Tuesday, August 05, 2003


There is a poem in Barbara Guest's slender new book Miniatures and Other Poems — at 45 pages, it's almost more of a chapbook in spite of the perfect binding — that, if it isn't her finest poem ever (a distinct possibility), at least for me illuminates her writing as nothing heretofore has done. "Pathos" shines.


Like much of Guest's poetry, "Pathos" both does & does not "tell a story." It begins with a distinct narrative image, that of an ice skater:


Arms flutter close to the body, skating on pure ice, harmonious

composition, —


Quickly enough, the skater is gendered — "Lithe her romp!" — as the central action of the early narrative occurs: "She is falling!" But from this moment forward, the poem moves outward, both in terms of imagery & action — but in terms of idea & theme as well. The skater's precarious process around the rink is equated with word & alphabet, one's way in the world altogether:


Something she must know about hazard, what spills out —


disturbance, — pathos.


Equilibrium never fixed —


That last line is the closest approximation I've ever seen to Guest's own writing process. She is very careful as to when & how the poem might share any sort of pause or rest, the inherent balance enabling all tumbling thoughts finally to complete themselves, and she doles such moments out very sparingly. Reading her work, as here, is perpetually a process of trying to get one's bearings.
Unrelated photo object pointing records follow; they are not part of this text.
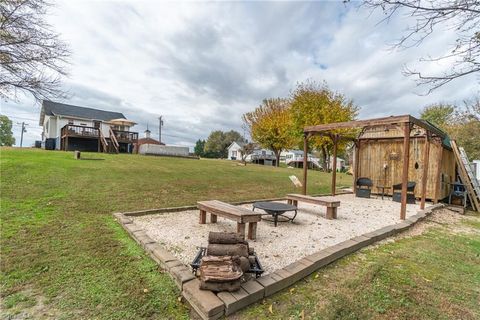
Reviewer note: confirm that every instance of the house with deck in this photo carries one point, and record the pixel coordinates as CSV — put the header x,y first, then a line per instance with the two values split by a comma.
x,y
68,127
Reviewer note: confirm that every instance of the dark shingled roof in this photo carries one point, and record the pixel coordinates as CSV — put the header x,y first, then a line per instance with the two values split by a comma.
x,y
51,108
Guest is certainly not the first poet to utilize the reader's sense of balance to good effect — Charles Olson & Larry Eigner both come immediately to mind. Yet both of these men offer far more opportunities in the midst of their texts for the reader literally to orient themselves than does Guest. In "Pathos," these moments occur early, as part of the set up of the piece, not as any offering — even temporarily — of closure. 
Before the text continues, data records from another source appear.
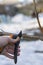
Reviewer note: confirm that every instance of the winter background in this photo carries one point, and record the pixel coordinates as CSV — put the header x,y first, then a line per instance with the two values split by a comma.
x,y
14,25
27,55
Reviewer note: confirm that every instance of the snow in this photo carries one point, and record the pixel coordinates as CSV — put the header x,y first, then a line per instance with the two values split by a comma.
x,y
28,48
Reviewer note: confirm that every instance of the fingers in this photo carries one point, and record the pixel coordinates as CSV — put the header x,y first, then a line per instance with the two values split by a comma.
x,y
13,41
8,55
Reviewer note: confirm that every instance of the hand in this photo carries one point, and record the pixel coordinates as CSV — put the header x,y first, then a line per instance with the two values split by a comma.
x,y
9,48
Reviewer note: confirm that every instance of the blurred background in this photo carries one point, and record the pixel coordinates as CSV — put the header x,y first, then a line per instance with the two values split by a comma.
x,y
25,15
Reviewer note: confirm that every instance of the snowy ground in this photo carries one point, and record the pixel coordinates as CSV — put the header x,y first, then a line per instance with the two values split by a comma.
x,y
28,55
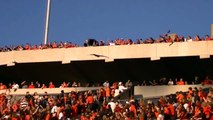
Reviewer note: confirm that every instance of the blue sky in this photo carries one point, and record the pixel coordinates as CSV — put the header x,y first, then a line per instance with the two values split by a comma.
x,y
22,21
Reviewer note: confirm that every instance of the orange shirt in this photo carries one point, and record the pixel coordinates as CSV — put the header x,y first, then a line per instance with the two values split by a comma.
x,y
90,100
31,86
133,109
180,97
107,91
51,86
171,109
180,83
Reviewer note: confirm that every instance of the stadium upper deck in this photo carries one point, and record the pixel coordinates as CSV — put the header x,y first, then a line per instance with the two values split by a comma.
x,y
109,53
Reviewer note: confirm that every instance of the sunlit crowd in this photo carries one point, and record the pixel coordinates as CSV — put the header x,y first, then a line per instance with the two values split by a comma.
x,y
166,38
100,104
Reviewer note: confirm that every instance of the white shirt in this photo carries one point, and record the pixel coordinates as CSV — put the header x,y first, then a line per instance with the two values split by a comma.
x,y
170,83
117,91
160,117
16,86
113,105
122,88
60,116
Indeed, this is why, I think, Guest often combines punctuation here, the comma with the dash, where any style guide would tell the normative writer that only the latter is needed. Guest wants the reader to feel both pulls away from the word.
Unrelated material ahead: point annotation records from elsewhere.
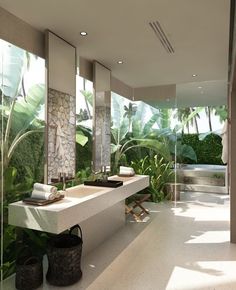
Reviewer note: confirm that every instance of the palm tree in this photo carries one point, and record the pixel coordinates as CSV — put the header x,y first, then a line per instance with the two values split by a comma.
x,y
182,115
196,116
208,113
222,112
130,111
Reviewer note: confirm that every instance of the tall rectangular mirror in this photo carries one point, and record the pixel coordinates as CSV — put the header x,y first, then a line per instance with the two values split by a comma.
x,y
102,116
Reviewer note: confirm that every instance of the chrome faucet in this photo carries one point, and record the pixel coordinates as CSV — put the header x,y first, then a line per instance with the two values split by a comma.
x,y
104,173
64,181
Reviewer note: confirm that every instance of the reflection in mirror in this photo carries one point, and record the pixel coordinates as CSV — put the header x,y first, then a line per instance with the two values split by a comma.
x,y
84,119
102,116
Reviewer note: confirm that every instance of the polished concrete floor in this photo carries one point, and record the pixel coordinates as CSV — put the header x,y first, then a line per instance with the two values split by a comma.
x,y
182,246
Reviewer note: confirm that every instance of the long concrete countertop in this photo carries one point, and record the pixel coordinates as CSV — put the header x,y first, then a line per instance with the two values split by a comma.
x,y
80,203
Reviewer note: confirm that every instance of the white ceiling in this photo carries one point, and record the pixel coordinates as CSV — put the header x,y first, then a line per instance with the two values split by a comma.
x,y
198,31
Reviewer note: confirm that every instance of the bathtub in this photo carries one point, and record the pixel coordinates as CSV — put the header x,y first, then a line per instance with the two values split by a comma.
x,y
204,167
Guest continues this process, as close as she may ever get to manifesto or exegesis in her poetry directly, in "Blurred Edge," the second long poem in this otherwise short book, even as she declares


    no exegesis

no barnyard door.


"Blurred Edge," with its unstated thesis that in an interactive world there can be no hard demarcations, would be interesting to read alongside Nick Piombino's The Boundary of Blur. In it, Guest counters — I don't want to say "balances" — the lurching gyroscope of "Pathos," and forces me to confront her equation of imbalance with an emotion, literally (but not at all in the commonplace sense of the term) pathetic.